February 11, 2009 5:03 PM

Tell Us About A Time Mom Stood Up For You

By
Brian Dakss
(CBS)  Mother's Day is close at hand, and you can take part in a writing competition to honor or remember your mom, or someone you view as one.

The Early Show, writer Mitch Albom, social media site Gather.com, Royal Caribbean International, and Borders are teaming to bring you the competition.

Just write a short essay telling about a time your mom stood up for you, perhaps when nobody else did.

Gather members will narrow entries down to 10 finalists, and Albom will choose the one he thinks is best.

The winner will be announced on The Early Show on Thursday, May 10. In addition to a trip to New York City to appear with Albom on the show, the winner will get a seven-night cruise for two on Royal Caribbean's newest cruise ship, Liberty of the Seas.

For much more on the competition, and to enter, click here. You have until April 25 at 11:59 p.m. to enter.

Albom announced the competition on The Early Show Wednesday.

"We'll pick one winner. That's great," he told co-anchor Harry Smith, "but to me, the best part is, people get to do these things, and maybe they get then share them with their mother, or with their family, and realize, 'Hey, I should have said this sometime earlier!' "

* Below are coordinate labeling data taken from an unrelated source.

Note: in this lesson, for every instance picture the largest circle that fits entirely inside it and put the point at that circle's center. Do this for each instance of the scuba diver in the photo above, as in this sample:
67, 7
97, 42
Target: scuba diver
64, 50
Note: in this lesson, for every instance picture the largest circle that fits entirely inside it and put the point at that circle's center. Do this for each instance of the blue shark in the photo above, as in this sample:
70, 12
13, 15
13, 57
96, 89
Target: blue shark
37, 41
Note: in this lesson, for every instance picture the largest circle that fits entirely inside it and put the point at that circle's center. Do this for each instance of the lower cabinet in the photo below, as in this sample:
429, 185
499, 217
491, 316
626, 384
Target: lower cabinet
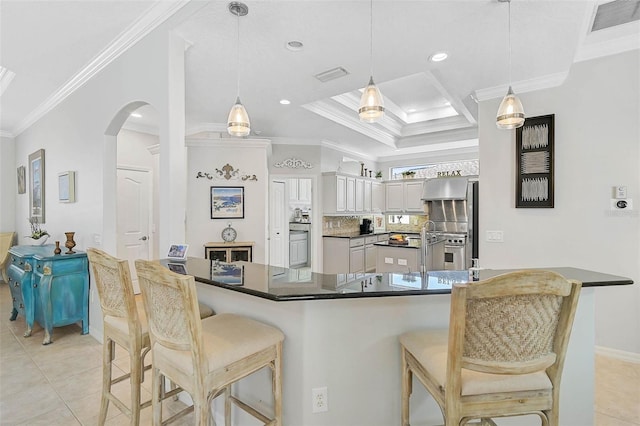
52, 290
229, 252
398, 259
298, 249
344, 255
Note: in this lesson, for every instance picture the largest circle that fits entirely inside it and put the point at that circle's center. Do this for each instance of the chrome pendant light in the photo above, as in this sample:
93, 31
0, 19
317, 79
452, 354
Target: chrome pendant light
510, 113
371, 103
238, 123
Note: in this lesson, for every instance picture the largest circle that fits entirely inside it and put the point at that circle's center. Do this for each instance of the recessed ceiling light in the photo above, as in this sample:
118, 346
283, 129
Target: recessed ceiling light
294, 45
438, 57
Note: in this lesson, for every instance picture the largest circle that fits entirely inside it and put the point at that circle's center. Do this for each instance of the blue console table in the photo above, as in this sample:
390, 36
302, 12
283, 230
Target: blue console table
50, 289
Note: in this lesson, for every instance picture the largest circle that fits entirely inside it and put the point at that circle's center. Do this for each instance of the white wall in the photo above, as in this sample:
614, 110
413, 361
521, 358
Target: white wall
9, 184
248, 156
75, 136
597, 144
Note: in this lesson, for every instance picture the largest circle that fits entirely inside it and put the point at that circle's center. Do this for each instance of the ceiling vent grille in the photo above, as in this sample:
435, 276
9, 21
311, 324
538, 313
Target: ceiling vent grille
331, 74
615, 13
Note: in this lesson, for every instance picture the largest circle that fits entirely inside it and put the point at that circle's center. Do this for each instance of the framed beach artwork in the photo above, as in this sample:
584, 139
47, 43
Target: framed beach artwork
534, 163
227, 202
36, 186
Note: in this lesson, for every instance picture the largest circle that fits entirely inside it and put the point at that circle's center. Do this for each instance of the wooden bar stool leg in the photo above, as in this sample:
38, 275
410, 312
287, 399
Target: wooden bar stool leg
107, 357
134, 380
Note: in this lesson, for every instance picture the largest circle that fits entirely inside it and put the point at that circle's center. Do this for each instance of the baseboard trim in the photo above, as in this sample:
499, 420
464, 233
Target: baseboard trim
618, 354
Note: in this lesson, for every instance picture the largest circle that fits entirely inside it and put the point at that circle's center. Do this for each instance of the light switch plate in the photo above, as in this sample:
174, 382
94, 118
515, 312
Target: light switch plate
495, 236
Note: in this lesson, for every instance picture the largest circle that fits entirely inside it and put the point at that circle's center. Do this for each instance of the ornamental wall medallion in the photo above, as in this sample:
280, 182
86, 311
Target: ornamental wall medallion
227, 172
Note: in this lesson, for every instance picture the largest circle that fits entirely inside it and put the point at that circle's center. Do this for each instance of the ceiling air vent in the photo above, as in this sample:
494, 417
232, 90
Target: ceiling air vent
615, 13
331, 74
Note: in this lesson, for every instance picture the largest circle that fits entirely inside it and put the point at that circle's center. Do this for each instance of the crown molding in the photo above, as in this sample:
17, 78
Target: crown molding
155, 16
606, 48
230, 143
545, 82
6, 134
333, 145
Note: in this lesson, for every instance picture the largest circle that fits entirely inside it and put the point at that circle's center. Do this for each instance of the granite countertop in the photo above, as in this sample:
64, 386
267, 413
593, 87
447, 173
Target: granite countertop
282, 284
355, 234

He's the author of "For One More Day," a top-selling novel published in September. It explores the idea of having just one more day with someone you love who has died.

"The way my own mother stood up for me was a driving force behind the writing of 'For One More Day'," Albom says. "In my book, the son never gets to express his gratitude. My hope is that this competition will encourage the entrants to express those feelings, and to honor all the mothers who have so lovingly devoted themselves to their children."

Albom prepared a sample contest submission, which you can see by clicking here.

Copyright 2009 CBS. All rights reserved.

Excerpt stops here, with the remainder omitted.